Why the Quantity theory of Money is abandoned?
The theory is correct in the long-run and especially in cases of hyperinflation. However, for the intermediate term a better theory emerged.
Despite modern-day commentaries, we are not simply “printing money”. However, we are doing it metaphorically. This can be understood with a interest rate theory of inflation.
Knut Wicksell the founder of Modern Monetary Theory
Wicksell’s book Interest and Prices in 1898 explained a more relevant theory of price level movements. . The idea is there was an observable bank rate of interest, that is the rate you might see at the bank. This was known as the market rate of interest. However, there was also another rate of interest that this market rate was to be measured against. That was the natural rate of interest.
A level of interest is too low or too high relative to the natural rate. A nominal rate tells us little about the appropriate level or the target for the interest rate. However, the nominal rate is relevant when compared to the natural rate. This is not to be confused with the Fisher rate real rate of interest which is simply, the nominal rate minus the inflation rate.
Money Macro Equilibrium
The natural rate is the marginal productivity of capital if barter ratios were used and when harmonized with the market rate should bring money neutrality, that is no monetary inflation or deflation.
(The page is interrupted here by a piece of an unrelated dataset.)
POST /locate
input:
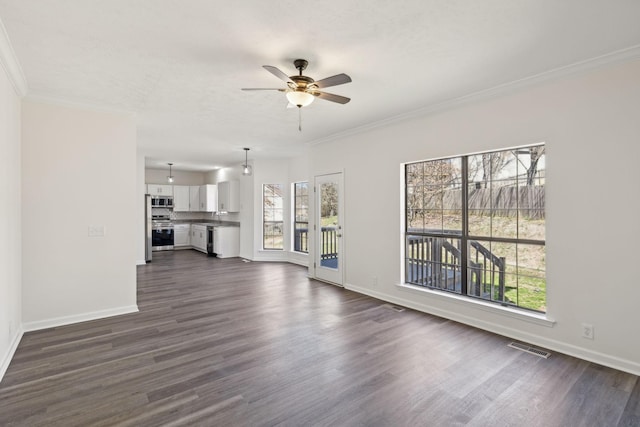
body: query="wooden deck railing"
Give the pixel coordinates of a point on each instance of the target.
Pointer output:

There still may be a change in the price level, even a persistent change but that would be caused by other factors, such as technological improvement.
Why are interest rates important for the prices?
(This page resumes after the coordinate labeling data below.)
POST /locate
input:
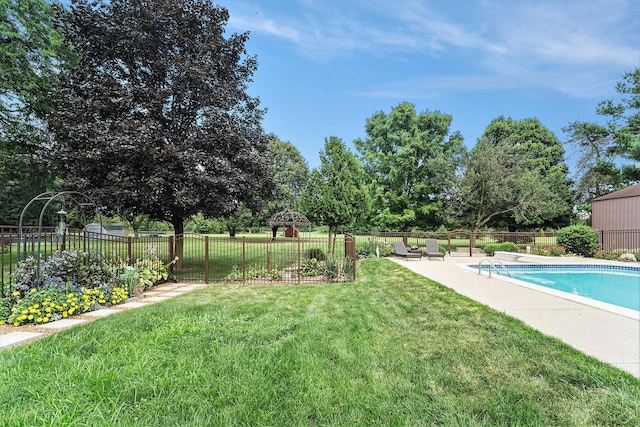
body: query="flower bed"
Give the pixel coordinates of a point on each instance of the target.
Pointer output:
(73, 282)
Interest rates are a price. Specifically the price for loan-able funds. Purchasing power that can be used to fund the capital formation process. It is a price that is also inter-temporal. That is purchasing power used today versus the future.
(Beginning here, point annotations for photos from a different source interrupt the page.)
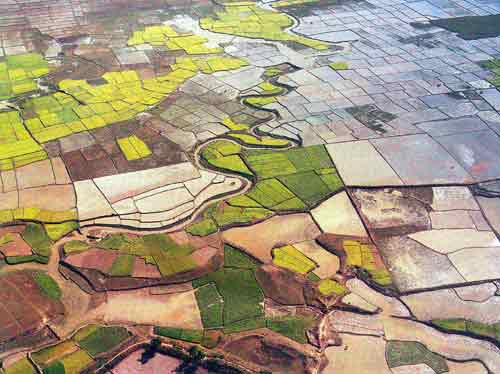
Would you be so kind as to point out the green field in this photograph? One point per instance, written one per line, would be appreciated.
(104, 339)
(291, 327)
(36, 237)
(292, 259)
(48, 285)
(288, 180)
(192, 336)
(210, 305)
(22, 366)
(123, 266)
(240, 291)
(401, 353)
(48, 355)
(234, 258)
Wicksell’s theory shifted the emphasis from a simple relationship between money and capital formation and expansion to purchasing power or credit. We are really talking about what level of credit should be in the market to fund entrepreneurial capital expansion or capital lengthening (Mises, 1912, The Theory of Money and Credit)?
Credit is more relevant in a modern economy because this is what entrepreneurs use, they certainly are not paying in cash, rather money is done in a bank giro system, money transfers and credit.
Therefore if interest is what governs the supply and demand for credit, the central bank tries to bring money to a neutral or equilibrium rate.
The natural rate of interest as a monetary policy target
After the central banks jettison targeting monetary aggregates, interest rate targets are the primary way that central banks achieve their mandated policy objective of price stability.
The Fed uses an interest rate target called R star, this is an empirical estimation of the natural rate of interest. This theory is largely based on economists as Michael 2003, Interest and Prices. They believe like Wicksell, that if the natural rate of interest is equal to the market rate, in this , the Fed Funds rate, money would be neutral and price moments would be worked out in the real sector by supply and demand.
What is wrong with interest rate targeting?
The issue is, these estimates are wholly empirically based. The illusion that they have anything close to the natural rate estimate is manifest everything time a chief economist proclaims “this time is different’. Lets look at the theoretical basis for this central bank theoretical error.
In one rendition of the natural rate of interest Wicksell wrote:
This is necessarily the same rate of interest which wold be determined by the supply and demand if no use were made of money and all lending were effected in the form of real capitalInterest and Price, p.188
This is a monumental error by the Federal Reserve. It is an assumption. The assumption is in an economy where is ubiquitous, can you make an estimate of the rate of interest in ? That is a rate of interest is barter ratios are used. How can you have a natural rate of interest, a is hypothetical in a barter economy, if money is everywhere? It is a theoretical paradox with realworld implications.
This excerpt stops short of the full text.